Verizon released its annual Data Breach Digest on Tuesday, an incident report which looks at cyberattack trends in both the commercial and government sectors. In 2015, the Verizon RISK Team was retained to investigate more than 500 cybersecurity incidents in 40 countries, according to the report.
Among other things, the report found that most cyberattacks share common traits, such as weak password protection, human error, malware and device hacking.
Just 12 scenarios represented more than 60% of the Verizon Risk team’s investigations.
The report found that human error is still a common source of breaches. In the last three years, Verizon found human error responsible for almost 30% of data breaches. The top three tactics were phishing (72%), pretexting (16%) and bribery/solicitation (10%).
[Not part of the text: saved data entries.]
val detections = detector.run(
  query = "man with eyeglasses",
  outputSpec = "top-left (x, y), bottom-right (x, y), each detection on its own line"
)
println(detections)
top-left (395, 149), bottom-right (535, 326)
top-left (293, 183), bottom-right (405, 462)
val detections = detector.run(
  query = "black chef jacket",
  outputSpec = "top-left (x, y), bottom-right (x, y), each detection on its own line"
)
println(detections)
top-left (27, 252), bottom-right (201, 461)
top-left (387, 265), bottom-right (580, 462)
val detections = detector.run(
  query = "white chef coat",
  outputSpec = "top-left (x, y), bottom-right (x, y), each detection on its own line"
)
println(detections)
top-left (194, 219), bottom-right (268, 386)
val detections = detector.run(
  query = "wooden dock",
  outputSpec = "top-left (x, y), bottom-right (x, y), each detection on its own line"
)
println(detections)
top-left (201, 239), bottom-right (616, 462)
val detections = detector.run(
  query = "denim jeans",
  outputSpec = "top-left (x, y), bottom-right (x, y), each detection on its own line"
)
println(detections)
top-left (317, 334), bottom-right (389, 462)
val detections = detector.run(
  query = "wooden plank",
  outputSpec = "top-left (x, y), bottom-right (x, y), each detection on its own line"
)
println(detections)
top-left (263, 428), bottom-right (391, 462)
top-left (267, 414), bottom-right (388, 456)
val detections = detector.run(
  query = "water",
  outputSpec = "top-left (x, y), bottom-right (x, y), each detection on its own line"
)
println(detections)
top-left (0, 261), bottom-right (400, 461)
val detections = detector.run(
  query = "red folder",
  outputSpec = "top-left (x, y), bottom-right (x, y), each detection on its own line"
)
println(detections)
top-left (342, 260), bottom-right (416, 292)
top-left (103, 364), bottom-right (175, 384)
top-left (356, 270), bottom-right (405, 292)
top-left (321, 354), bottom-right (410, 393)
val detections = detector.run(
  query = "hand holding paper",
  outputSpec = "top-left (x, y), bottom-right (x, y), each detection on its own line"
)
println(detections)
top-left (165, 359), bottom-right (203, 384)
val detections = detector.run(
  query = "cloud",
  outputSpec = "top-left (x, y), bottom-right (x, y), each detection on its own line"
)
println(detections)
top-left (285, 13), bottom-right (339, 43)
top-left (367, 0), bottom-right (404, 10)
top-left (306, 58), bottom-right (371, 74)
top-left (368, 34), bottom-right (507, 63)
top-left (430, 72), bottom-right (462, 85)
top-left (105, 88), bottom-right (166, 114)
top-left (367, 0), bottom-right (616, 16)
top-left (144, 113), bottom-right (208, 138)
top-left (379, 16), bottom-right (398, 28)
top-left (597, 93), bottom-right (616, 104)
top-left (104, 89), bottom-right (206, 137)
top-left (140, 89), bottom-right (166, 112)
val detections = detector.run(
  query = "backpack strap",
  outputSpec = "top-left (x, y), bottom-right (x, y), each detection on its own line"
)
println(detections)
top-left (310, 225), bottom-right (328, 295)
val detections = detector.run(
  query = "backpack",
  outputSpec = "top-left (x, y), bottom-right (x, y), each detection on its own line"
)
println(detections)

Verizon also found that devices play a significant role in data breaches as "assets targeted either for the data they store/process or because of their accessibility to the outside world."
Among devices, POS intrusions and payment card skimmers accounted for 40% of the data breaches Verizon investigated.
The report also found that 80% of data breaches involve exploitation of stolen, weak, default or easily guessable passwords.
Malware was another common thread. More than 50% of confirmed data breaches over the past three years featured malware somewhere along the attack chain, according to Verizon. "Whether malware is introduced as the very first event or used post-compromise to advance the attack (or both), it is expected to be an integral part of any sophisticated data breach," according to the report.
Data breaches involving malware also featured hacking actions 80% of the time and social actions 44% of the time.
Verizon recommended businesses help protect themselves from data breaches by creating a plan based on people, processes and technology, and then testing and reassessing the plan often.